One Christmas a friend of mine was given a cyclamen in a pot. Eventually it stopped flowering and she was going to throw it away. ‘It’s only dreary leaves,’ she said, ‘cluttering up the place.’

‘You should water it,’ I replied. ‘Don’t throw it out’.

Weeks passed and when I next looked in on her it was a cluster of fresh green leaves. Months passed and she said, ‘I’ve been watering every day as you said but it still doesn’t flower, and the summer’s almost over’.

‘Wait!’ I answered. ‘It will flower in the winter.’

And then for nearly two months she saw it flowering, day by day, week after week. Flowers are a great teacher.

Too often we despair about ourselves or our relationships and want to chuck everything, throw it out, buy a fresh plant or start a new affair.

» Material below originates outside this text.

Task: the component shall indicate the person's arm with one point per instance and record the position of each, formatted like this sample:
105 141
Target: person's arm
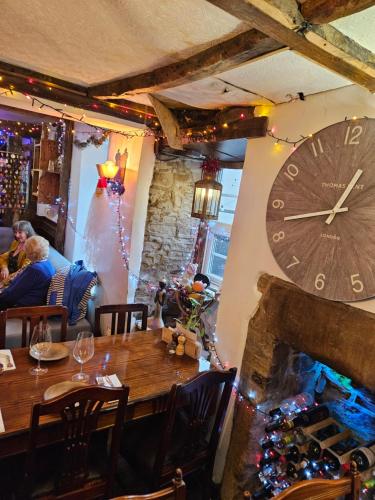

Yet if only we will persevere and work at the situation or relationship, it will flower again. All living things need a time to lie fallow, a time when nothing much appears to be happening.

There are some lines from a poem by George Herbert that have helped me much in the past:

Who would have thought my shrivell’d heart
Could have recovered greenness? It was gone
Quite underground, as flowers depart
To feed their mother-root when they have blown:
Where they together
All the hard weather
Dead to the world, keep house unknown.